UPDATE: This function has been superseded by googleScholarXScraper()
I wanted to scrape the information returned by a Google Scholar web search into an R data frame as a quick XPath exercise. The following will successfully extract the ‘title’, ‘url’ , ‘publication’ and ‘description’. If any of these fields are not available, as in the case of a citation, the corresponding cell in the data frame will have NA.
# load packages
library(XML)
library(RCurl)
get_google_scholar_df <- function(u, omit.citation = TRUE) {
html <- getURL(u)
# parse HTML into tree structure
doc <- htmlParse(html)
# make data frame from available information on page
df <- data.frame(
title = xpathSApply(doc, "/html/body/div[@class='gs_r']/div[@class='gs_rt']/h3", xmlValue),
url = xpathSApply(doc, "//html//body//div[@class='gs_r']//h3", function(x) ifelse(is.null(xmlChildren(x)$a), NA, xmlAttrs(xmlChildren(x)$a, 'href'))),
publication = xpathSApply(doc, "//html//body//div[@class='gs_r']//font//span[@class='gs_a']", xmlValue),
description = xpathSApply(doc, "//html//body//div[@class='gs_r']//font", xmlValue),
type = xpathSApply(doc, "//html//body//div[@class='gs_r']//h3", function(x) xmlValue(xmlChildren(x)$span)),
footer = xpathSApply(doc, "/html/body/div[@class='gs_r']/font/span[@class='gs_fl']", xmlValue),
stringsAsFactors=FALSE)
# Clean up
df$title <- sub(".*\\] ", "", xx)
df$description <- sapply(1:dim(df)[1], function(i) gsub(df$publication[i], "", df$description[i], fixed = TRUE))

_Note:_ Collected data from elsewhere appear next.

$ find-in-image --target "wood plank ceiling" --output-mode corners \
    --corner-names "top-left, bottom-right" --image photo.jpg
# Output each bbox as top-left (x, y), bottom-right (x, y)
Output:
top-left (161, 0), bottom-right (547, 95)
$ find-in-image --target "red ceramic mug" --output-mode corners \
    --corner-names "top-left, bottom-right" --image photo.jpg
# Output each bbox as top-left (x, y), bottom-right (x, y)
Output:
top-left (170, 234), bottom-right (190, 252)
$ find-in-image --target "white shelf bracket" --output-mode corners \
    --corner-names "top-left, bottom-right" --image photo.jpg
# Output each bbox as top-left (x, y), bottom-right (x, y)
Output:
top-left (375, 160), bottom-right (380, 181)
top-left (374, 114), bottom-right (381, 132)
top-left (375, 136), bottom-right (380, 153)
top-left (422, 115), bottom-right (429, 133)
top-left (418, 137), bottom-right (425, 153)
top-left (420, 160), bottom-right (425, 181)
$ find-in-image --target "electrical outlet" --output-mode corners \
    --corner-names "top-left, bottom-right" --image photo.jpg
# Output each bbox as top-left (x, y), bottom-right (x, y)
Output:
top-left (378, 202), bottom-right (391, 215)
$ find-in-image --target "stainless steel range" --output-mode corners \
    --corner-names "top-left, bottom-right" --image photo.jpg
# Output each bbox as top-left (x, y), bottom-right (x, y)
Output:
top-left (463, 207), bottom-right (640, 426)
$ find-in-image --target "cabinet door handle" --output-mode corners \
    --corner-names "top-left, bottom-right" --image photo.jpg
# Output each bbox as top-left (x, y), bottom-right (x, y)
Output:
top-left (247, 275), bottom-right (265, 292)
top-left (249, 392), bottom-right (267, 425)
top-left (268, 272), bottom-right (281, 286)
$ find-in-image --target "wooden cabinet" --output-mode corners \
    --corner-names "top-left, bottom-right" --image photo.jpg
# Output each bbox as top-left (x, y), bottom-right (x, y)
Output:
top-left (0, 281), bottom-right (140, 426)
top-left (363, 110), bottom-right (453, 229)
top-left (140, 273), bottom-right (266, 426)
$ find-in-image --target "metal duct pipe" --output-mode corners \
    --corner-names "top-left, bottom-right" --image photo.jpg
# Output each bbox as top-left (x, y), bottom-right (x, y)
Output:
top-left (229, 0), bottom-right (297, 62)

df$description <- sapply(1:dim(df)[1], function(i) gsub(df$footer[i], "", df$description[i], fixed = TRUE))
df$type <- gsub("\\]", "", gsub("\\[", "", df$type))
# free doc from memory
free(doc)
# ensure urls start with "http" to avoid google references to the search page
ifelse(omit.citation, return(na.omit(df)), return(df))
}
u <- "http://scholar.google.com/scholar?hl=en&q=baldur's+gate+2&btnG=Search&as_sdt=0,5&as_ylo=&as_vis=0"
df <- get_google_scholar_df(u, omit.citation = TRUE)
The above will produce results as follows:
df$url # [1] "http://digra.org:8080/Plone/dl/db/06276.04067.pdf" # [2] "http://books.google.com/books?hl=en&lr=&id=4f5Gszjyb8EC&oi=fnd&pg=PR11&dq=baldur%27s+gate+2&ots=9BRItsQBlc&sig=5WujxIs3fN8W74kw3rYSM4PEw0Y" # [3] "http://www.itu.dk/stud/projects_f2003/moebius/Burn/Ragelse/Andet/Den%20skriftlige%20opgave/Tekster/Hancock.doc" # [4] "http://www.aaai.org/Papers/AIIDE/2006/AIIDE06-006.pdf" # [5] "http://citeseerx.ist.psu.edu/viewdoc/download?doi=10.1.1.163.597&rep=rep1&type=pdf" # [6] "http://www.google.com/patents?hl=en&lr=&vid=USPAT7249121&id=Up-AAAAAEBAJ&oi=fnd&dq=baldur%27s+gate+2&printsec=abstract"
Or the full data frame (using t() for display purposes):
t(df[1,]) # title "Baldur's gate and history: Race and alignment in digital role playing games" # url "http://digra.org:8080/Plone/dl/db/06276.04067.pdf" # publication "C Warnes - Digital Games Research Conference (DiGRA), 2005 - digra.org" # description "... It is argued that games like Baldur's Gate I and II cannot be properly understood without\nreference to the fantasy novels that inform them. ... Columbia University Press, New York, 2003.\npp 2-3. 12. 8. Hess, Rhyss. Baldur's Gate and Tales of the Sword Coast. ... \n" # type "PDF" # footer "Cited by 8 - Related articles - View as HTML - All 10 versions"
That was the most information I could pull off a Google Scholar search using XPath though I have no doubt someone with more knowledge could pull more elements out! Many thanks to John Colby for helping me out with my question over on stackoverflow.com which made the above possible. Trying to get more elements out just didn’t seem to work for me.